Argentinien gerät immer tiefer in die Schuldenspirale. Investoren, die dem Land Geld geliehen haben, müssen länger auf die Rückzahlung warten. Auch ein Staatsbankrott ist aus politischen Gründen nicht mehr auszuschließen.

Die Lage in Argentinien hat sich seit der Wahl im Herbst weiter verschlechtert

In letzter Zeit ist es in der Wirtschaftspresse wieder ruhiger geworden um die Schulden- und Währungskrise in Argentinien. Doch die Ruhe trügt. Weder bei der Landeswährung noch bei der Verschuldung hat sich etwas zum Besseren gewandelt – im Gegenteil: Obwohl der Internationale Währungsfonds (IWF) dem bankrotten Land seit zwei Jahren mit Hilfskrediten in Höhe von insgesamt 57 Mrd. US-Dollar zur Seite steht, ist Argentinien nicht in der Lage, seinem Schuldendienst nachzukommen. Der mitten in der Wirtschaftskrise Ende Oktober letzten Jahres neu gewählte peronistische Präsident, Alberto Fernández, lehnt die vom IWF geforderten Sparmaßnahmen und weitere Hilfen der supranationalen Organisation strikt ab.

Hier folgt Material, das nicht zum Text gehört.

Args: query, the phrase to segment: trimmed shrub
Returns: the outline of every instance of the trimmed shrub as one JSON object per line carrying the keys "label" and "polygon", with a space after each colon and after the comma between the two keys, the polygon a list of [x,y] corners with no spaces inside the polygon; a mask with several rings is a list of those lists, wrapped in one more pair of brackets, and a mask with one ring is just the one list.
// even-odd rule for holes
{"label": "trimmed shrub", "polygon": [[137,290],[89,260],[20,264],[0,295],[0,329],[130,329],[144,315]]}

Der Notkredit des IWF, immerhin der größte Hilfsbetrag in der 74-jährigen Geschichte der Sonderorganisation der Vereinten Nationen, half lediglich der Argentinischen Zentralbank (BCRA) den Absturz des Peso durch massive Interventionen am Devisenmarkt abzubremsen. Die BCRA hatte dafür selbst keine Reserven mehr übrig und war auf das Geld des IWF angeweisen. Doch die Markteingriffe allein hätten nicht ausgereicht, um den Kollaps der Landeswährung zu verhindern. Nur durch die Fixierung des Wechselkurses und drastische Devisenverkehrsbeschränkungen ab Anfang September gelang es der BCRA, den unmittelbar bevorstehenden Staatsbankrott abzuwenden.

Bereits Ende August letzten Jahres konnte der Anden-Staat fällige Darlehen über 101 Mrd. US-Dollar nicht zurückzahlen. Kurz nach Bekanntwerden der de facto Zahlungsunfähigkeit scheiterte zudem die Emission neuer Anleihen. Niemand, außer dem IWF, wollte Argentinien noch Geld leihen, nicht einmal für sehr kurze Zeit.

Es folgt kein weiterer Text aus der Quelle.